Los números favorables que vivimos en la fase inicial deben ser motivo de alegría para todo ciudadano, independientemente de cual haya sido la razón específica del éxito y de quién reciba los aplausos en términos políticos (o los ¨me gusta¨ en Facebook). Muchos países habían implementado (antes que nosotros) cuarentenas y restricciones a la movilidad similares o superiores a las que llamaron las autoridades de salud ticas, así como el uso obligatorio de mascarillas, programas de sanitización de espacios públicos y demás. Pero lamentablemente no obtuvieron los mismos resultados.

¿Por qué fue que en Costa Rica se mantuvieron bajos los contagios y las muertes mientras que en otros países no? Esta pregunta no es fácil de responder científicamente, aunque políticamente cada quien fabricará su propia explicación a conveniencia.

Aún es muy temprano para emitir un criterio informado con base científica, pero es importante poner en perspectiva la dificultad de responder objetivamente dicha interrogante, dados los factores demográficos, económicos, culturales, genéticos, entre otros, en los que se diferencian las naciones del mundo.
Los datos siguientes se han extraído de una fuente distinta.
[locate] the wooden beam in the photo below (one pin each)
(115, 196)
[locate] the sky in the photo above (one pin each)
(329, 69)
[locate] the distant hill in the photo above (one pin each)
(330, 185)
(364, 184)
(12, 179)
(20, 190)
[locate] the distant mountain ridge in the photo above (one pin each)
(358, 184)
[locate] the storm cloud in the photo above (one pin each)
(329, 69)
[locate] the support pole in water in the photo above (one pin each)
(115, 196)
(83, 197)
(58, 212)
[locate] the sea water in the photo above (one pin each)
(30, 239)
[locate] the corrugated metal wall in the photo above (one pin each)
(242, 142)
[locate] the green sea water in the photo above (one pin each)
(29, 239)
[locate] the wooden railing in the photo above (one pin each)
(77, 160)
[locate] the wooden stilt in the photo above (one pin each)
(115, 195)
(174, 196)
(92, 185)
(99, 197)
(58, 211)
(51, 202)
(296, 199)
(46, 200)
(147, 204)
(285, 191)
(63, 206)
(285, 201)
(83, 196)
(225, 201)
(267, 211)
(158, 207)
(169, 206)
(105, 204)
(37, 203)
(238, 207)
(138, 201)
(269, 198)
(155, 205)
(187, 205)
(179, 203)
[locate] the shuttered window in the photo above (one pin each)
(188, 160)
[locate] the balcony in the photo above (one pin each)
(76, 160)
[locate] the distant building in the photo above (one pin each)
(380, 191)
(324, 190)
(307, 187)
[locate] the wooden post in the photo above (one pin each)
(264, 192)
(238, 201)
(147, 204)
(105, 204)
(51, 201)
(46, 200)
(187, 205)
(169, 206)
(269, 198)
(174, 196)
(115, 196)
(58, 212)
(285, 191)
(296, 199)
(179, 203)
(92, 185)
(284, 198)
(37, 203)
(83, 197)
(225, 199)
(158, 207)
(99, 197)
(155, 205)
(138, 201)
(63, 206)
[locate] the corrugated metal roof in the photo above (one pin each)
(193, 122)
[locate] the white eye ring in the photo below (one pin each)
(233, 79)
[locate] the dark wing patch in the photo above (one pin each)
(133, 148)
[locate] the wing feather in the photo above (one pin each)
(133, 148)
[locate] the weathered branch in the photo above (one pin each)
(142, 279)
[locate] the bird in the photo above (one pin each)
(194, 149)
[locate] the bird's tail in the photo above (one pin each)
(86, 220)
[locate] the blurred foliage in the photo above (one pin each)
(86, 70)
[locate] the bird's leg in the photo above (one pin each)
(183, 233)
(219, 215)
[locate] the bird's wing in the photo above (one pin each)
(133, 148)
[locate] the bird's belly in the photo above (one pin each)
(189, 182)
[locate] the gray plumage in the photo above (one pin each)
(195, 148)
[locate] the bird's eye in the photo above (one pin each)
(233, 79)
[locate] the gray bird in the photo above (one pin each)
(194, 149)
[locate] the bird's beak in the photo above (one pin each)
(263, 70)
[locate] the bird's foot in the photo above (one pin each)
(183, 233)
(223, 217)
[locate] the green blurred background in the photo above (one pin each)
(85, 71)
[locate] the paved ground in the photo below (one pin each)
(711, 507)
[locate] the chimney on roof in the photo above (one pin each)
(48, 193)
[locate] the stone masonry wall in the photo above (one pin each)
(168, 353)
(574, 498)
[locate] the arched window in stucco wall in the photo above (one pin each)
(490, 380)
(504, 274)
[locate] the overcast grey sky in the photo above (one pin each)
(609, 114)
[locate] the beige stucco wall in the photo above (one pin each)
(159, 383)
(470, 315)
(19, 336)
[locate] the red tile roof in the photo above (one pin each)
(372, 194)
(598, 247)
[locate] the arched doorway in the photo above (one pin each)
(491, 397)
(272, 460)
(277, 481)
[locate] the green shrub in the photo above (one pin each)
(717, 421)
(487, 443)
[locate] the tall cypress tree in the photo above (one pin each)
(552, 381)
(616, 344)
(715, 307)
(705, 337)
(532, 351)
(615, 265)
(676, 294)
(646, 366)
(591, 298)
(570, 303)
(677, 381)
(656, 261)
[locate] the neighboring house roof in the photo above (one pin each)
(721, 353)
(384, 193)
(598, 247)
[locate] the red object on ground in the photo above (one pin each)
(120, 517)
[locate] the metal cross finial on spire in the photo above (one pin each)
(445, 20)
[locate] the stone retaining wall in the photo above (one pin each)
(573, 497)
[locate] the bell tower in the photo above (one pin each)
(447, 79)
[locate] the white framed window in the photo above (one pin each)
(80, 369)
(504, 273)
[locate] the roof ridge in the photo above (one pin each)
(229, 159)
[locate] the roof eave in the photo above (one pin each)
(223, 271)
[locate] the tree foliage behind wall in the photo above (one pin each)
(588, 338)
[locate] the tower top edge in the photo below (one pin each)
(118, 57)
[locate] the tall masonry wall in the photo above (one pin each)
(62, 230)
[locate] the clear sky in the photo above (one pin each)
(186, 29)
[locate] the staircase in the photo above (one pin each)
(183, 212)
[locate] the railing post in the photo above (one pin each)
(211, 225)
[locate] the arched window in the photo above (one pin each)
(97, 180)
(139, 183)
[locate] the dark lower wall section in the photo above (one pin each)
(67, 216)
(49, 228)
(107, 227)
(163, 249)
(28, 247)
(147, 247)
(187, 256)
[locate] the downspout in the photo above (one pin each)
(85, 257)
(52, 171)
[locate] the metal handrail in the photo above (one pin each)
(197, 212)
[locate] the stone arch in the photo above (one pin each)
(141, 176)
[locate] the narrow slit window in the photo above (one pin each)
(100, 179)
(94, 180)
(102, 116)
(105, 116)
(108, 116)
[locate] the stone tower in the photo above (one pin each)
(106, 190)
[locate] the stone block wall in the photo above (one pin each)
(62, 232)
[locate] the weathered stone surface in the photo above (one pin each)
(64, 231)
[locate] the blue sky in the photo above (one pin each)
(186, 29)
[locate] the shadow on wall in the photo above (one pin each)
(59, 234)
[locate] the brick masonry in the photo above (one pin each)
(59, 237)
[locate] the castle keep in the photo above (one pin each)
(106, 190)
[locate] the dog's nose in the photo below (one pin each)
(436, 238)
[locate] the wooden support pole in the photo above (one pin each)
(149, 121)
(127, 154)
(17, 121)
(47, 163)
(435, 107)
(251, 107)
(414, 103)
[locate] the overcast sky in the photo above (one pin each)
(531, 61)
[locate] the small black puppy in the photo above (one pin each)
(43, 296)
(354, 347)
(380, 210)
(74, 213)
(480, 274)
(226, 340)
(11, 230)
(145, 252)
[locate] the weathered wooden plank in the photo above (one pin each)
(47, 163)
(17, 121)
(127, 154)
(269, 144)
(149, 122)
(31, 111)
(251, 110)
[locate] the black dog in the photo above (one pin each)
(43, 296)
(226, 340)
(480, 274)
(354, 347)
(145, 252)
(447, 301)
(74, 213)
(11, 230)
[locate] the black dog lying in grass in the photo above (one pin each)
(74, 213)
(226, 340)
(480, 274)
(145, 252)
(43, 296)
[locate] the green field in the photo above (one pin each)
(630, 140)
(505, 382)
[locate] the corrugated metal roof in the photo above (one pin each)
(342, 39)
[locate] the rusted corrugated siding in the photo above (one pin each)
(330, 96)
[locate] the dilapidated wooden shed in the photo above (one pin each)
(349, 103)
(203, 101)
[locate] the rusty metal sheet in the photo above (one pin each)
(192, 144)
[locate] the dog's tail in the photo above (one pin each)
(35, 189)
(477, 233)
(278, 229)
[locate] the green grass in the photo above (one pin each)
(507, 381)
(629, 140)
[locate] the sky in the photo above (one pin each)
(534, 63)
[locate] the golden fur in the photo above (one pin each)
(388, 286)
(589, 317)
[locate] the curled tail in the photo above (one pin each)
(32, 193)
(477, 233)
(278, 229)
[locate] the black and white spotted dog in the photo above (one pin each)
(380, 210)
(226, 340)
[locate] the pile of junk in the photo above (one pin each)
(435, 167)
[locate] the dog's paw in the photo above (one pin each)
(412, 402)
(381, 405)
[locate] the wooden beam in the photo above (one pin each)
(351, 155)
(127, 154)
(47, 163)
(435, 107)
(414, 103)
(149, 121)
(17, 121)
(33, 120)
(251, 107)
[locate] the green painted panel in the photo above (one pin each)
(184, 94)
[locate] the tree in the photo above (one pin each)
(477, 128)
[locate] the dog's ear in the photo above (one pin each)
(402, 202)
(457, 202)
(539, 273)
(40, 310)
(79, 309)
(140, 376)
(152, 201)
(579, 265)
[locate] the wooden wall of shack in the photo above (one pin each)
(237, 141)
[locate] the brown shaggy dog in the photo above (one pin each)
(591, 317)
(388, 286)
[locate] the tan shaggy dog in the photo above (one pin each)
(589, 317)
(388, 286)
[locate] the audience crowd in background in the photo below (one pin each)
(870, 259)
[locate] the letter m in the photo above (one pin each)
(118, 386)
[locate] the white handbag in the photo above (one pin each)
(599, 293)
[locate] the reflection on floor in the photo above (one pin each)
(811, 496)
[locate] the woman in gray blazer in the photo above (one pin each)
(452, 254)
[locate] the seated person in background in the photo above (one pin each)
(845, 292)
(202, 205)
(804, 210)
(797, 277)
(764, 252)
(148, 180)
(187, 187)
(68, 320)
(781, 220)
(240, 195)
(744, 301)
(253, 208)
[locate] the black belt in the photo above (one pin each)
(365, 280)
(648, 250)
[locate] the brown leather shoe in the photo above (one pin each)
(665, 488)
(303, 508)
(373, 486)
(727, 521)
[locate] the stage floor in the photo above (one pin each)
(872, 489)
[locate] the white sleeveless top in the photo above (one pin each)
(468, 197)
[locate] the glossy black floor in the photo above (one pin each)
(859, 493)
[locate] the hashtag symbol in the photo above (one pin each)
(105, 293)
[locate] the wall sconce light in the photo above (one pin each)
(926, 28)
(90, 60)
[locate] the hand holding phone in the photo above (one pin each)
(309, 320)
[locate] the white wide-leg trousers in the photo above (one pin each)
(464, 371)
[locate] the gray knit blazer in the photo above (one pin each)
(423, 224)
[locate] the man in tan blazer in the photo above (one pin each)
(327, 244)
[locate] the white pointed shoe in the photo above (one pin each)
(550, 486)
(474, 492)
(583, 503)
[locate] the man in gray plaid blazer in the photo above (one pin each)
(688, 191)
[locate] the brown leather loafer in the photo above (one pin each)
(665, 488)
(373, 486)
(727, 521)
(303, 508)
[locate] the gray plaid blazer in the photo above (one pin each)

Primeramente, los países tienen diferentes densidades de población lo cual incide en la velocidad de propagación. Por ejemplo, Corea del Sur tiene una densidad de 500 personas por kilómetro cuadrado, mientras que en Costa Rica es cercana a 100. Quienes intentan comparar números absolutos de contagios y muertes entre ambos países para jactarse de nuestros ¨mejores¨ resultados, cometen el error matemático más básico: están comparando papas con chayotes. Igualmente, es sabido que la edad es un factor de riesgo por lo que es de esperar que países con poblaciones más envejecidas sufran mayor cantidad de muertes.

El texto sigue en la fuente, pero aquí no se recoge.